Think again if you think I'm going to let mine go, wit the ease with which the seasons slip into each other.
I moved recently and I've sat and cried in my daughter's new room when I look at the toys she bought with her scrimped and saved pocket money that she didn't even play with. They're still boxfresh. She had to leave everything behind, yet again, including her favourite Cat in the Hat toy my father bought her and this raggedy white puppy toy she can't sleep without. I've held the silk of the Monsoon fairy dresses to my face and breathed her into me so I can hold onto a piece of her that remains with me, no matter how many miles or stupid, lying reports separate us. I look at old framed pictures of my beautiful bright boy from when he was ten years old, his gap-toothed smile and shining dark eyes, exactly like mine and I can't stop the tears for all the time we've lost and the heartache I have caused but which I want to mend now.
Do you know what they said? These inexperienced social workers who have no kids and couldn't possibly know what this feels like?
"It's too late. You have no relationship with him any more."

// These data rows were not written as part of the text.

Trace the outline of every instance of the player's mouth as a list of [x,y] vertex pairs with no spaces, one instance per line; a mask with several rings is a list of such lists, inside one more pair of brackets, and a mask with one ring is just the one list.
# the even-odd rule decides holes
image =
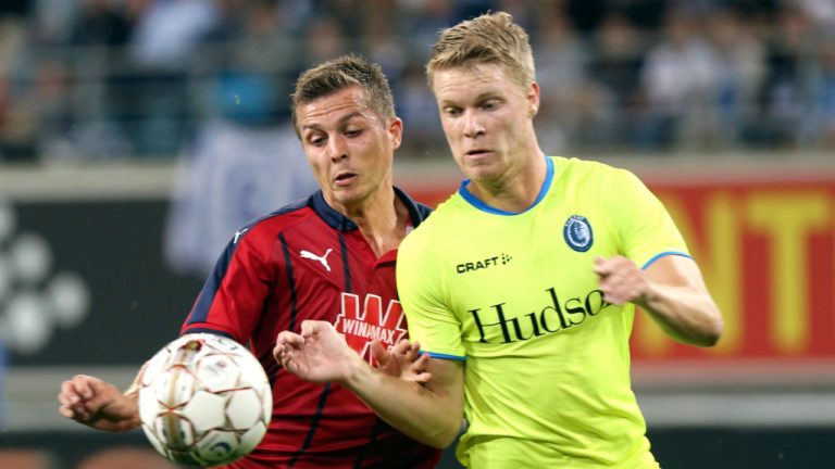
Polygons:
[[348,186],[354,180],[357,180],[358,176],[356,173],[339,173],[334,178],[334,185],[335,186]]
[[486,150],[486,149],[473,149],[473,150],[470,150],[466,153],[464,153],[464,156],[468,160],[481,160],[481,159],[487,156],[490,153],[493,153],[493,152],[489,151],[489,150]]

I asked them for help, I might as well have signed my own death warrant and that of my two gorgeous children. This is about THEM, not my children. My complaint against them has gone to Stage 2 and I expect the outcome of that any day now. They are not interested in the truth at all. After I refused to meet Social Services, my Parenting Counsellor from Women in Prison persuaded me to agree to a meeting with them. They refused to come and so now, the Court will have no knowledge of my situation, circumstances or frame of mind, other than what I tell it.
So here it is. My words are all I have.
Not enough people challenge the system, especially random and loose decisions made by Social Services. Of course this has forced this all into court now and back into the forum where it should have been examined properly in the first place in any event.